Li-Fi can become the new Wi-Fi, that is at least what scientists at Edinburgh University hopes. Li-Fi use light instead of radio waves and by turning on and off small LEDs rapidly they managed to transmit data at 500 megabyte per second, without eating up more of our radio frequency bands that are already crowded.

Visible light communication (VLC) is experimented with in several ways, but unlike most research groups that has used a mix of red, freen and blue LEDs Edinburgh University has used regular white LEDs. It has built a matrix with white LEDs where each LED transmits its own data stream.

This setup enabled them to reach data speeds over 500 megabyte per second in the lab. This was done by simply seitching the LEDs on and off at a rapid frequency, a lit LED is 1 while a dark LED is 0.

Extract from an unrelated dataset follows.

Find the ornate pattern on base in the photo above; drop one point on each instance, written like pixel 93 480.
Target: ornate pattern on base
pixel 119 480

It has founded a company that is planning to sell VLC transmitters that will reach the market in 2012 2012, then with data speeds up to 100 MB/s. The biggest advantage with Li-Fi is that the technology doesn’t occupy the already crowded radio frequency and Harald Haas from Edinburgh University estimates that the VLC technology will cost a tenth of the current Wi-Fi technology.

“Because it uses light rather than radio-frequency signals, VLC could be used safely in aircraft, integrated into medical devices and hospitals where Wi-Fi is banned, or even underwater, where Wi-Fi doesn’t work at all.,” commented Harald Haas

Just like other data transfering technologies that use light Li-Fi has a big drawback, you need free sight. With that in mind it is hard to say that Li-Fi will replace Wi-Fi, since the big advantage of Wi-Fi is that you can move around a lot. In stationary installments the LED technology may have a future.